In 1603, Thomasin Deysey left her sister Agnes Cock four pewter platters but it was her servant Thomas Munt to whom she gave a flockbed with cover and bolster. Thomasin’s stepdaughter Grace received three pewter platters whilst the rest of her worldly goods were left to be sold in order to pay her debts.  Alice Bird of Chelmsford endowed her grandchildren with an array of kitchen items, including a great cauldron with iron hinges, the newest of the two lesser brass pots, two brass possets, a pair of pewter candlesticks, a pewter chamber pot, plates and pans. To the daughters of her son-in-law, Joan Raven of Little Waltham gave one pair of candlesticks, two platters and two platters in 1591; such gifts might contribute to a young woman’s ability to marry and set up a household of her own.

Clothing might seem a strangely intimate thing to bequeath to friends or neighbours.
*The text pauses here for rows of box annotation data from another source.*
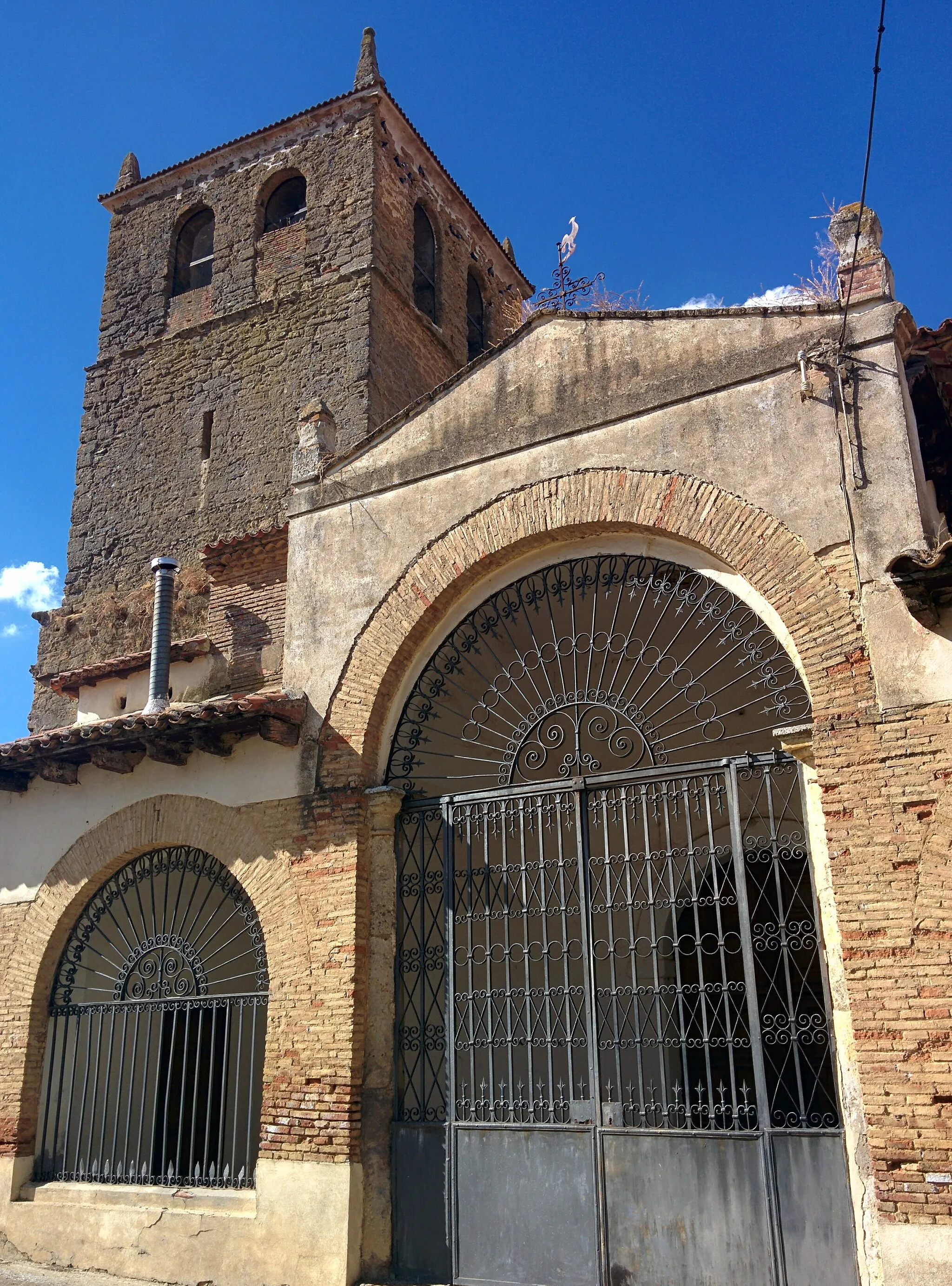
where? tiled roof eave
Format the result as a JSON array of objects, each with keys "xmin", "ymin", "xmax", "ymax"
[
  {"xmin": 36, "ymin": 634, "xmax": 211, "ymax": 697},
  {"xmin": 0, "ymin": 692, "xmax": 307, "ymax": 790},
  {"xmin": 99, "ymin": 77, "xmax": 535, "ymax": 295}
]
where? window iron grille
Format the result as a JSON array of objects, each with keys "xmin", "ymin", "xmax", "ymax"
[
  {"xmin": 35, "ymin": 846, "xmax": 268, "ymax": 1188},
  {"xmin": 395, "ymin": 753, "xmax": 840, "ymax": 1132},
  {"xmin": 387, "ymin": 554, "xmax": 809, "ymax": 798}
]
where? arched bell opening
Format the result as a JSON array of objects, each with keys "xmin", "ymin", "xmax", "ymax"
[
  {"xmin": 36, "ymin": 846, "xmax": 268, "ymax": 1188},
  {"xmin": 386, "ymin": 553, "xmax": 855, "ymax": 1283}
]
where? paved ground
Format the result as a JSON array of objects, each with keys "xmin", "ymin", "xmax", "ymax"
[{"xmin": 0, "ymin": 1259, "xmax": 172, "ymax": 1286}]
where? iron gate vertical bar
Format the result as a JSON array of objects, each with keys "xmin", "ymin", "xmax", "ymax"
[
  {"xmin": 795, "ymin": 763, "xmax": 846, "ymax": 1121},
  {"xmin": 727, "ymin": 760, "xmax": 787, "ymax": 1286},
  {"xmin": 440, "ymin": 796, "xmax": 458, "ymax": 1281},
  {"xmin": 570, "ymin": 781, "xmax": 607, "ymax": 1282}
]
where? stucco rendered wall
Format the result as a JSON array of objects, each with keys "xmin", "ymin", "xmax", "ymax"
[{"xmin": 0, "ymin": 1157, "xmax": 363, "ymax": 1286}]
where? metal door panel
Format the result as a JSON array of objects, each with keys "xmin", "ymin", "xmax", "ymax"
[
  {"xmin": 394, "ymin": 755, "xmax": 857, "ymax": 1286},
  {"xmin": 773, "ymin": 1134, "xmax": 857, "ymax": 1286},
  {"xmin": 454, "ymin": 1127, "xmax": 598, "ymax": 1286},
  {"xmin": 602, "ymin": 1133, "xmax": 774, "ymax": 1286},
  {"xmin": 394, "ymin": 1125, "xmax": 450, "ymax": 1282}
]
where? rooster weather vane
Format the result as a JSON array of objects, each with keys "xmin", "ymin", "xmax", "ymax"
[{"xmin": 535, "ymin": 215, "xmax": 605, "ymax": 312}]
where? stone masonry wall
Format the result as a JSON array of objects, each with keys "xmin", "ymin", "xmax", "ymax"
[
  {"xmin": 0, "ymin": 791, "xmax": 368, "ymax": 1161},
  {"xmin": 31, "ymin": 90, "xmax": 525, "ymax": 731}
]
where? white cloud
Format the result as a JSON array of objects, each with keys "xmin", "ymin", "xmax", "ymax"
[
  {"xmin": 0, "ymin": 562, "xmax": 59, "ymax": 612},
  {"xmin": 679, "ymin": 295, "xmax": 724, "ymax": 309},
  {"xmin": 742, "ymin": 285, "xmax": 804, "ymax": 309}
]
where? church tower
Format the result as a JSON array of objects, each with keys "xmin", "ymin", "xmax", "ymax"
[{"xmin": 31, "ymin": 28, "xmax": 533, "ymax": 731}]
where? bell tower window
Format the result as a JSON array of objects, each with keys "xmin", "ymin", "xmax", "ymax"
[
  {"xmin": 413, "ymin": 203, "xmax": 436, "ymax": 322},
  {"xmin": 264, "ymin": 174, "xmax": 307, "ymax": 233},
  {"xmin": 172, "ymin": 210, "xmax": 215, "ymax": 295},
  {"xmin": 466, "ymin": 273, "xmax": 486, "ymax": 362}
]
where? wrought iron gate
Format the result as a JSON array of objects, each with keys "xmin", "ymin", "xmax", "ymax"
[
  {"xmin": 394, "ymin": 753, "xmax": 857, "ymax": 1286},
  {"xmin": 35, "ymin": 845, "xmax": 268, "ymax": 1188}
]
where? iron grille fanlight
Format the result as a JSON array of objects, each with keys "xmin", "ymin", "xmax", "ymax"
[
  {"xmin": 387, "ymin": 554, "xmax": 809, "ymax": 796},
  {"xmin": 36, "ymin": 846, "xmax": 268, "ymax": 1187}
]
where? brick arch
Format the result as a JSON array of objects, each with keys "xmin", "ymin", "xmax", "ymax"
[
  {"xmin": 320, "ymin": 468, "xmax": 875, "ymax": 786},
  {"xmin": 0, "ymin": 795, "xmax": 310, "ymax": 1155}
]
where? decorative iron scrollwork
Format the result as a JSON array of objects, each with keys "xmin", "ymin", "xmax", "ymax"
[{"xmin": 387, "ymin": 554, "xmax": 809, "ymax": 796}]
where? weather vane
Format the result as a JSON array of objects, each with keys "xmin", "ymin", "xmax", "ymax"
[{"xmin": 535, "ymin": 215, "xmax": 605, "ymax": 312}]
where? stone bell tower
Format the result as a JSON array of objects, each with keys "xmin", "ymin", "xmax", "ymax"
[{"xmin": 31, "ymin": 28, "xmax": 531, "ymax": 731}]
Obviously hand-me-downs in families were common and special items might be given as gifts but the majority of legacies in wills are for regular, daily clothing, that the recipient may well have seen the owner wearing. There were no mass-produced garments at the time; new clothes were cut and sewn by hand, woven or knitted by those intending to wear them but this would not have been frequent. The average “wardrobe” (as a collective noun, rather than piece of furniture,) of four hundred years ago would have been tiny in comparisons with today. Clothes were expensive and time-consuming to produce; costly fabrics and dyes were accessible by a small elite but even those at the top found it hard to keep up. Elizabeth’s favourite, Robert Dudley often found himself deep in debt through keeping up the appearances necessary to his rank, until he was given the Earldom of Leicester, on this day, 29 September, in 1564.
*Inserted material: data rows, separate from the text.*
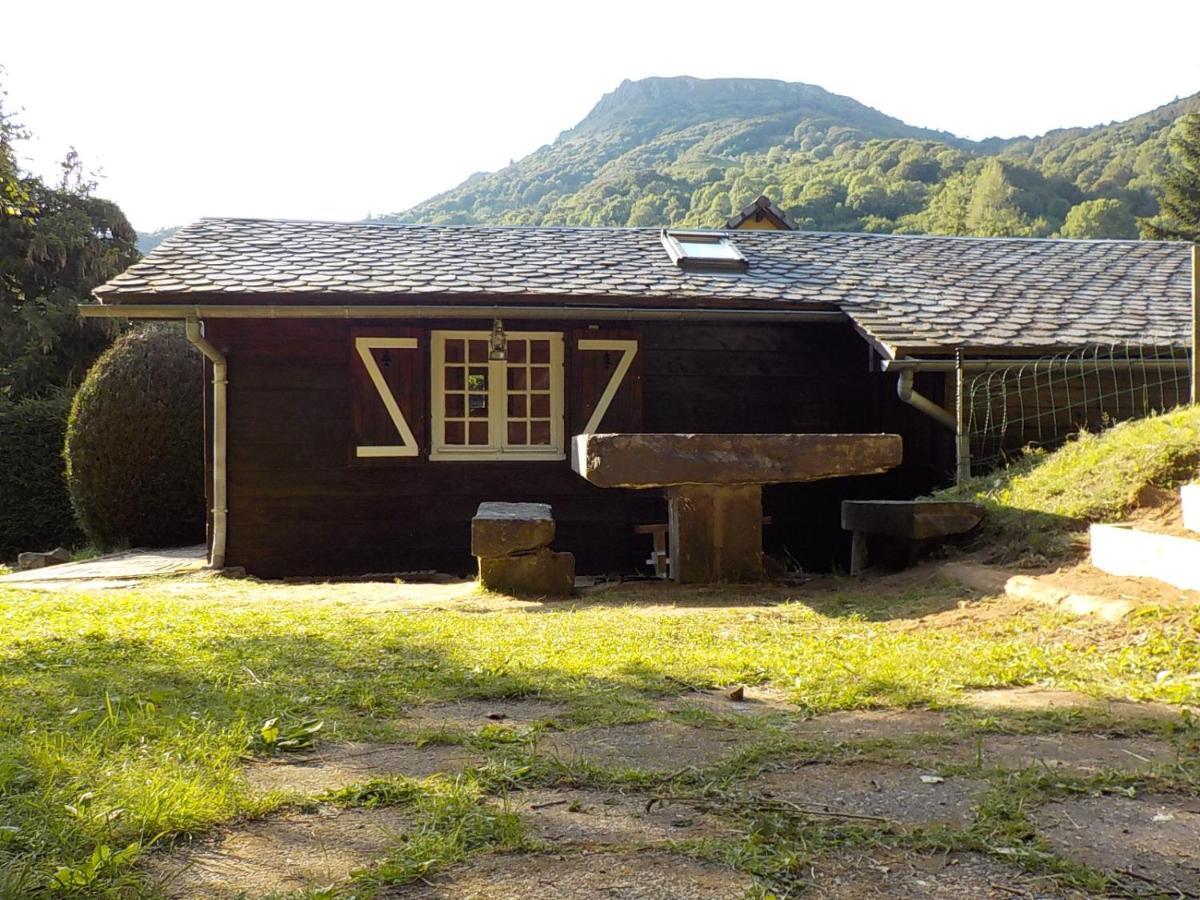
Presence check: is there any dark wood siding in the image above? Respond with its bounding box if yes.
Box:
[201,319,949,577]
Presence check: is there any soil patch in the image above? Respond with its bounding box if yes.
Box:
[538,721,742,772]
[382,852,754,900]
[1034,794,1200,896]
[788,709,949,743]
[812,850,1084,900]
[1037,564,1200,607]
[1126,485,1196,538]
[931,734,1177,774]
[659,685,798,715]
[246,743,480,796]
[506,788,730,846]
[145,806,412,898]
[961,688,1183,721]
[749,762,988,828]
[404,700,570,731]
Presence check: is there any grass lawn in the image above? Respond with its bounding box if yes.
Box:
[0,578,1200,896]
[937,406,1200,559]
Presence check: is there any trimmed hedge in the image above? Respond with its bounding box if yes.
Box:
[0,392,83,559]
[64,326,205,550]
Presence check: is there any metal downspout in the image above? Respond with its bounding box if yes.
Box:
[186,319,229,569]
[896,368,959,433]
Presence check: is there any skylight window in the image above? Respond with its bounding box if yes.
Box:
[662,229,749,272]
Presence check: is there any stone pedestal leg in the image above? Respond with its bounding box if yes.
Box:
[850,532,866,575]
[666,485,762,584]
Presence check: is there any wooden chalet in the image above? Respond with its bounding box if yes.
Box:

In 1578, Margaret Rand of Ashden left her two daughters “all her best apparel,” presumably for them to fight over between themselves; similarly in 1570, Agnes Rothe of Wix left her four daughter her “raiment” as well as a pewter platter and saucer each. The widow Trott of Tilbury left to her daughter Sara one “red stuffe petticoat” and one Holland smock and her daughter Mary “one cloth gown and one clothe petticoat, to make her apparell withal.” To her sister-in-law Agnes she left one “handkercher stitched without” and to her brother and brother-in-law, she gave money to buy a pair of gloves as a remembrance of her. In 1603, Thomasin Deysey left Jude Wilbure her “first gown” and Elizabeth Irelande a red petticoat and white cotton waistcoat.
Clearly, these examples barely touch the surface of a wide culture of domestic bequests that indicate an understanding of the cyclical nature of life; women passed on the metaphorical baton to the next generation of wives and mothers by endowing them with the apparatus of the bedroom and kitchen. Inscribed in the nicks and dents of each saucepan, in the tears and mending of petticoats, were the experiences of a marginal and largely illiterate group, whose stories were barely otherwise told.